Quickly and reliably identifying severe diseases is a key goal in precision medicine, according to this article on the Radboudumc website. The analysis of large amounts of data – Big Data – greatly contributes to the development of personalized treatment. But there is a gap between what is technically possible and what privacy laws permit. Not everything that is possible is allowed. Researchers from the Deutsches Zentrum für Neurodegenerative Erkrankungen (DZNE), the University of Bonn, Hewlett Packard Enterprise (HPE) and research institutes from Greece, Germany and the Netherlands (the Radboudumc) describe an approach that could potentially close the gap in Nature. It involves a decentralized form of AI, in which machine learning and blockchain play important roles. This form of AI is called swarm learning. Compare it to ants or bees. One ant is ‘dumb’, a colony of ants is ‘smart’. It is the collective behaviour, the interaction between all the individual ants, that leads to an intelligent system.
Web without spider
Research leader Joachim Schultze on AI with swarm intelligence: “Swarm learning takes place based on rules that all partners in the swarm have agreed on beforehand. These rules are laid down in a blockchain, a digital protocol that regulates the exchange of information between the partners, documents all events, and provides access to all parties. The blockchain is the backbone of swarm learning. All research data remains in its locations in this way. Only algorithms and parameters are shared, making swarm learning compliant with privacy and data protection. Furthermore, all partners in the swarm have equal rights; there is no central ‘spider’ that would normally control the entire data web and be able to influence the results.”

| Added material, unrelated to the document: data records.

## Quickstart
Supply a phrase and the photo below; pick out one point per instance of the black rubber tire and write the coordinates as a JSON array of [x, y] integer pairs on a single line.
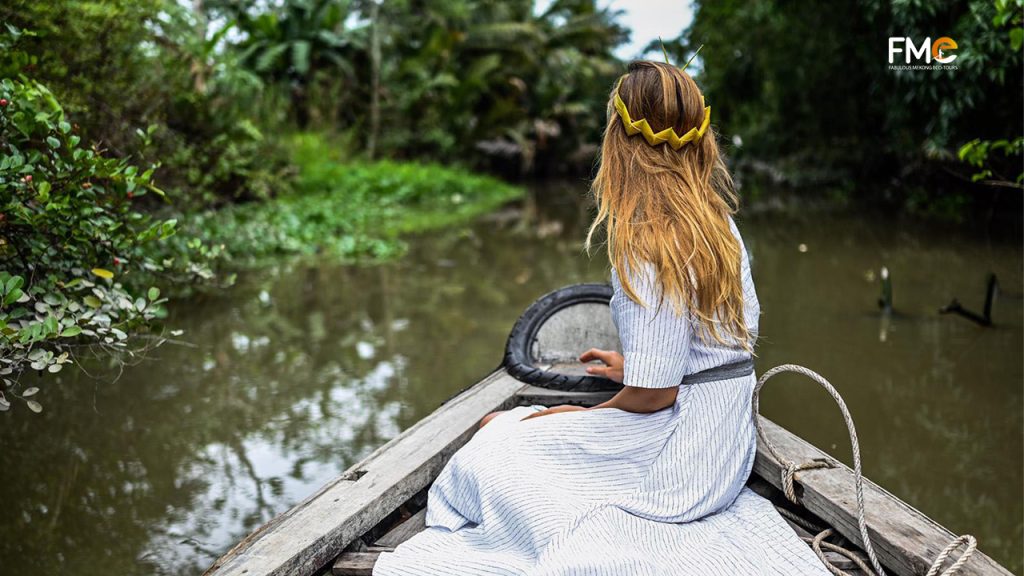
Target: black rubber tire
[[521, 365]]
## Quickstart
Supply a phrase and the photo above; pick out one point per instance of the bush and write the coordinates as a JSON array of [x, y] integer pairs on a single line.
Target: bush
[[74, 249], [350, 210]]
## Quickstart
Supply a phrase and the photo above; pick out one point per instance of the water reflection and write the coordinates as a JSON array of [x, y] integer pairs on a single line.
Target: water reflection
[[304, 369]]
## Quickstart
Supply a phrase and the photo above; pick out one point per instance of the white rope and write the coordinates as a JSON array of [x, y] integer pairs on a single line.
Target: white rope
[[791, 468]]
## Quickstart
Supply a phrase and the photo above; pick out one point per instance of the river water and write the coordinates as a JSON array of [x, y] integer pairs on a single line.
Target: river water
[[305, 368]]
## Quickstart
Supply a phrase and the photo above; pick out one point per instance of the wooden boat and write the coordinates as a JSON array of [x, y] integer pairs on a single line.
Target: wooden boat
[[381, 501]]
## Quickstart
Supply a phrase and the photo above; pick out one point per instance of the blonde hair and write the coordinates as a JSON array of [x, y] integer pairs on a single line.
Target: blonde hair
[[671, 207]]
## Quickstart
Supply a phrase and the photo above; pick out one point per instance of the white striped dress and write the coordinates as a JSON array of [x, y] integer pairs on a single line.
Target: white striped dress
[[609, 492]]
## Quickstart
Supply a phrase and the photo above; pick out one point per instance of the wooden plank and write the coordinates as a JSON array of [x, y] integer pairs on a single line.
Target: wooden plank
[[308, 536], [906, 540], [355, 564], [536, 395], [413, 526]]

Recognizing profiles and patterns
But this swarm learning; is it effective? The research group tested the system in four diseases: COVID-19, tuberculosis and two different forms of leukaemia (acute myeloid leukaemia and acute lymphatic leukaemia). Data on gene activity (the transcriptome) of blood cells, both in patients and healthy controls, were available for all four diseases, and lung images were also available for COVID-19 and tuberculosis. The learned pattern recognition for ‘sick’ or ‘healthy’ was then used to classify even more data. The algorithm eventually managed to correctly distinguish between healthy and sick individuals in about 90 per cent of cases. The accuracy for lung photos varied between 76 and 86 per cent.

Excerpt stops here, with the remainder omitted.